Ways to be a Sea-Changer #1.
Let’s start with an easy one….make Sea-Changers’ Facebook page your own.
  • Post your marine conservation stories, ideas and thoughts on our Facebook page. Inspire others to take action for the sea.
  • Share, like and comment on Sea-Changers’
  • Get involved by posting your own suggestions on how to change the sea for the better.
  • Recommend the page to five of your friends.
Ways to be a Sea-Changer #2. 
Buy only sustainable fish. Scientists predict that if we continue fishing as we are now, we will see the end of most seafood by 2048.  Industrial fishing has depleted stock of tuna, cod, swordfish and marlin by as much as 90 percent. One choice we have, is to eat less fish. Another is to only buy fish that is from well-managed sustainable sources. Download the Marine Conservation Society Good Fish Guide to ensure you make great fish choices.

Ways to be a Sea-Changer #3.
Clean a beach. There are some great beach clean events to get involved in and it is a fantastic way to make a very practical difference. If you are UK based check out Marine Conservation Society and their Beachwatchscheme .

Ways to be a Sea-Changer #4.
Be green when sailing on the blue. Recreational boating can generate pollution and environmental problems. As more and more of us take to the water we risk damaging the sea but there are some simple steps we can take to ensure we keep our environmental impact low. Areas to consider include:
  • How to use oils and fuel
  • Which cleaning products have low environmental impact
  • Disposing of waste carefully
  • Ensuring you dispose of sewage correctly, and
  • Respecting  wildlife whilst out on the water
The Green Blue offers some great advice to sailors about minimising their environmental impact so visit their website.

Ways to be a Sea-Changer #5.
Buy a Reusable Bottle. 12,500 plastic bottles are thrown away every 8.3 seconds. Many end up on our beaches or in our seas. Even better, buy a Water-to-Go bottle using our discount code. This will give you clean, safe filtered water, anytime, anywhere. Buying a Water-to-Go bottle has always had environmental benefits since it reduces the need to buy bottled mineral water but you can get get a 15% discount on every Water-to-Go order and at the same time 15% of the value of your purchase will be donated to Sea-Changers. To buy your bottles just go to www.watertogo.eu and enter SEACHANGERS as a discount code when you get to the checkout.

Ways to be a Sea-Changer #6.
Raise money for Sea-Changers and marine conservation whilst doing your shopping online. Sign up to easyfundraising or Give as you Live and raise money to fund our work with every purchase.

We would love it if you join in, post your own ideas or comment on Twitter and Facebook. If you tweet just tag  #BeASeaChanger & we'll share! 

Tuesday, 11 July 2017

Tourism can help threatened turtle populations in the Maldives - Richard Aspinall reports.

There’s nothing like spending time underwater with a reef full of turtles, it’s easy to forget yourself as your scuba cylinders get ever emptier and the turtles eye you cautiously, more interested in dozing and perhaps rubbing against a piece of coral to remove a troubling pest, than they are in one of the many divers that visit them, keen to see the Green Turtles of Kuredhu.

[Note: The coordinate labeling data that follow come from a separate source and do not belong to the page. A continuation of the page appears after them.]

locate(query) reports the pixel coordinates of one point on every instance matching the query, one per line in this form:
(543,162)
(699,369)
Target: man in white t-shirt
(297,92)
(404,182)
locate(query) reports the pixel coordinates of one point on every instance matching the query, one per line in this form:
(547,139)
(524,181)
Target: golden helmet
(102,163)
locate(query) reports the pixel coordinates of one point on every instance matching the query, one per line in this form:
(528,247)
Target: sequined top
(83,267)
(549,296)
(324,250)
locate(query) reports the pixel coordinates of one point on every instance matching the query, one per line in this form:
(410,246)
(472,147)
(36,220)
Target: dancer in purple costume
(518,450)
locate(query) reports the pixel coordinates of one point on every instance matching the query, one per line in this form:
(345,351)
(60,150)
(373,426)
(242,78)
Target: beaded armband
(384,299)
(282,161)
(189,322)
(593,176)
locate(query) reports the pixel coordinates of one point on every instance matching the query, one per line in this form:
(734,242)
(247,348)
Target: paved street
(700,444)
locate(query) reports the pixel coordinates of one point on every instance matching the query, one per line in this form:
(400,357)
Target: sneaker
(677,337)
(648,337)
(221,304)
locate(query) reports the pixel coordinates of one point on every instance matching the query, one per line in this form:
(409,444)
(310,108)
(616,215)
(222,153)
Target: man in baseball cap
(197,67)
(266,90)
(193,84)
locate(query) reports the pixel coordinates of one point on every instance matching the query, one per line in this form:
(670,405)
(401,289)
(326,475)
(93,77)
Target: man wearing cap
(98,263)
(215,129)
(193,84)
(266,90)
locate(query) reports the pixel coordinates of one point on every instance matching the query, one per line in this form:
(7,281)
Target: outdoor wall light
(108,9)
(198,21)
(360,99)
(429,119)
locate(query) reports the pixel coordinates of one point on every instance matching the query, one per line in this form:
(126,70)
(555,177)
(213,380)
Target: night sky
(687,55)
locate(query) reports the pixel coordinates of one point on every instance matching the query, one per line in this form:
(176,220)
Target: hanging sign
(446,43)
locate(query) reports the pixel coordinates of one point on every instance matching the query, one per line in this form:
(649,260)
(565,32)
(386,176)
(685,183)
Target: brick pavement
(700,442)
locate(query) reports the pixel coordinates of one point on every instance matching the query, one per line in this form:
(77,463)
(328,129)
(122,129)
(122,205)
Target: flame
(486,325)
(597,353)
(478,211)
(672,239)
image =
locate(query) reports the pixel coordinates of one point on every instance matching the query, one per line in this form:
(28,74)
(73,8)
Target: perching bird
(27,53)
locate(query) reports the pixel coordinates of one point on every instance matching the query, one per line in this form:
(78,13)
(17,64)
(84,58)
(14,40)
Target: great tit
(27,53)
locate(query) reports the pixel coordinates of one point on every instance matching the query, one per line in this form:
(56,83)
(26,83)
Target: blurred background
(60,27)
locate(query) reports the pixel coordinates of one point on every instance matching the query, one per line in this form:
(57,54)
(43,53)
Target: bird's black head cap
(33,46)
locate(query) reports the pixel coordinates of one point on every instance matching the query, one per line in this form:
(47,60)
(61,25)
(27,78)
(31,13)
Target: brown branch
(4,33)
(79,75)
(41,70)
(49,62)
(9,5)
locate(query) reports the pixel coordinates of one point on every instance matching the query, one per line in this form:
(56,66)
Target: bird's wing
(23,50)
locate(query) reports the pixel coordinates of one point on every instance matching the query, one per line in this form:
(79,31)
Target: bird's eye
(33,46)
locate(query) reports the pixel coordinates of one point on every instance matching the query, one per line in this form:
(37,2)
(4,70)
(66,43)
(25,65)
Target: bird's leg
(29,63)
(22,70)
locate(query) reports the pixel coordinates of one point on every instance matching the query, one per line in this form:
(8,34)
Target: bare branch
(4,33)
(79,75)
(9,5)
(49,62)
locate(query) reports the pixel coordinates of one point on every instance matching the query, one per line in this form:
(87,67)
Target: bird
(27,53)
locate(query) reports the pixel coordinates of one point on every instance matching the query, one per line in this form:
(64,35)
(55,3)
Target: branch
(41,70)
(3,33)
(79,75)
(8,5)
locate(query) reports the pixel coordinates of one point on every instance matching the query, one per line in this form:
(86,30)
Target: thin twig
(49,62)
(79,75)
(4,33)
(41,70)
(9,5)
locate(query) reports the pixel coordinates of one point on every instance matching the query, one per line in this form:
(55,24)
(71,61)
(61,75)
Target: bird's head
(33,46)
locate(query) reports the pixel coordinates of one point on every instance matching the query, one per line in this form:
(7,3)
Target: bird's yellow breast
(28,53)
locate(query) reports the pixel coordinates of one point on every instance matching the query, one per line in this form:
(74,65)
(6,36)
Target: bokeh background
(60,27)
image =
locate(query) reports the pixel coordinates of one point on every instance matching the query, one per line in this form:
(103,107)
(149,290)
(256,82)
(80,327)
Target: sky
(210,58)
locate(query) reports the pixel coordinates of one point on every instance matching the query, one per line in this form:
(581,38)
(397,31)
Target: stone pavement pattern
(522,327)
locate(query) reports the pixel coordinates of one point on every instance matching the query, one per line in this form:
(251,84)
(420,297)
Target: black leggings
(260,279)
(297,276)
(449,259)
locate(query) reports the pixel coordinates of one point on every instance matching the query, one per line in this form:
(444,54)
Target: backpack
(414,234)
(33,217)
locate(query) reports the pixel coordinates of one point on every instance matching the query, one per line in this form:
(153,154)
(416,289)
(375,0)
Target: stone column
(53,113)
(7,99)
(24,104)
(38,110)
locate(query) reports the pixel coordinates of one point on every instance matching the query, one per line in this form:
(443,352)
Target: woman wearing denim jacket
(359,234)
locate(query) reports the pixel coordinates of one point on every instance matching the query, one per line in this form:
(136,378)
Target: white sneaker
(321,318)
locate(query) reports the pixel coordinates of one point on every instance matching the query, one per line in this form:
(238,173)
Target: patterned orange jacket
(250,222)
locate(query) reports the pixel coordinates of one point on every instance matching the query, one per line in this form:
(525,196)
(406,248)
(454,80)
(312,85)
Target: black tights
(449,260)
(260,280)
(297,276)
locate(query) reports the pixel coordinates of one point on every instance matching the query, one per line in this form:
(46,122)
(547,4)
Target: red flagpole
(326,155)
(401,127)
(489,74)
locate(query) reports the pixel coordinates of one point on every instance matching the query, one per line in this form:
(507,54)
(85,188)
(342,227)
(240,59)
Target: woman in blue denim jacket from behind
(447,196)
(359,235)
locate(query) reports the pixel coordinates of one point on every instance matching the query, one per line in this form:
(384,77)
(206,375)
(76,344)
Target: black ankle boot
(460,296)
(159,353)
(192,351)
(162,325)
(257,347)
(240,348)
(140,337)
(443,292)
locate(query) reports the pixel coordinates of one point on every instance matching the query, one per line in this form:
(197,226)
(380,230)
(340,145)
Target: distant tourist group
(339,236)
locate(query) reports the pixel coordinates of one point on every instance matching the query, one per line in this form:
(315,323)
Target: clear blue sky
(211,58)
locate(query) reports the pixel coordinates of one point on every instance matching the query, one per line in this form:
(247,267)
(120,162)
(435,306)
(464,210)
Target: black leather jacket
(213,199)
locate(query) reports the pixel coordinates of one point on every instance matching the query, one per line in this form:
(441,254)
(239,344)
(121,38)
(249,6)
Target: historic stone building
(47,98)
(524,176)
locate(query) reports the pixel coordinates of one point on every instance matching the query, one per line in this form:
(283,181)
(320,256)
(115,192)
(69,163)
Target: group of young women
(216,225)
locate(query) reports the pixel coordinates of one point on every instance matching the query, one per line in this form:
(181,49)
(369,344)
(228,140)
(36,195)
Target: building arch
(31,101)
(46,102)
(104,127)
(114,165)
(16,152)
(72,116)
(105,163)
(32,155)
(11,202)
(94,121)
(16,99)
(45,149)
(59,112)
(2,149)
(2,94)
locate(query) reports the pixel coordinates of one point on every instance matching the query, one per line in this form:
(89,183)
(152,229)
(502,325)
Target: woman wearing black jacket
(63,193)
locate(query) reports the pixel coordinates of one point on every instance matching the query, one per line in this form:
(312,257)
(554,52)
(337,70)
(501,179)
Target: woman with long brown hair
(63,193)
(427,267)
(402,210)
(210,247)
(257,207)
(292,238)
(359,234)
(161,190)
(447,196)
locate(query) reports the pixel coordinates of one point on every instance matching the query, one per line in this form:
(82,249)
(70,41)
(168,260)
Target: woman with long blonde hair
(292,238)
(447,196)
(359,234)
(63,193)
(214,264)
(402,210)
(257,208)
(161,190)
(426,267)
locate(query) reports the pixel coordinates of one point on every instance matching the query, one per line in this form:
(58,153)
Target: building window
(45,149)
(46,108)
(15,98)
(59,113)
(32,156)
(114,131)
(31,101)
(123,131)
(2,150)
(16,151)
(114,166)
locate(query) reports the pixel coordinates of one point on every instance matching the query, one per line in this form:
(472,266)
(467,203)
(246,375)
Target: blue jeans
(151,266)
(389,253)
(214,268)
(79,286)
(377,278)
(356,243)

To my left the ancient rock that underpins the atoll descends deeper into the channel, the Kandu as the locals call it, and to the right, there are layers of reef.  Long shelves of rock and coral, fractured and riven by time.  In and amongst this scenery the turtles sleep.  Later, in the tropical night they will explore the shallow reefs to graze on sea grass, their primary food source, staying shallow and avoiding with luck, the free-floating discarded fishing gear that ensnares many of their relatives.

I’m in the Maldives, on the Lhaviyani Atoll, to the north of the capital Male.  It’s the first time I’ve been back in ten years and things have changed.  Male is expanding, an influx of foreign investment, mainly from China, has seen the island grow as a lagoon is filled in, to make way for a new airport.  An artist’s impression of the capital to come, is rich in glass and steel.  I’m reminded of Dubai or Doha and a flier I find in the airport makes it clear that the Maldives is open to investment and development.

It’s easy to be despondent about the Maldives’ embrace of mass market tourism and the impact it will have on fragile ecosystems already threatened by coral bleaching events and ocean acidification.  A bleaching event in summer 2016 has left many of the reefs of the northern atolls significantly degraded.  An increasing number of visitors from south east Asia and the Middle east can of course secure the future of what is still a developing country, but every new resort adds pressure to a country blessed with few natural resources other than islands created and maintained by the living coral.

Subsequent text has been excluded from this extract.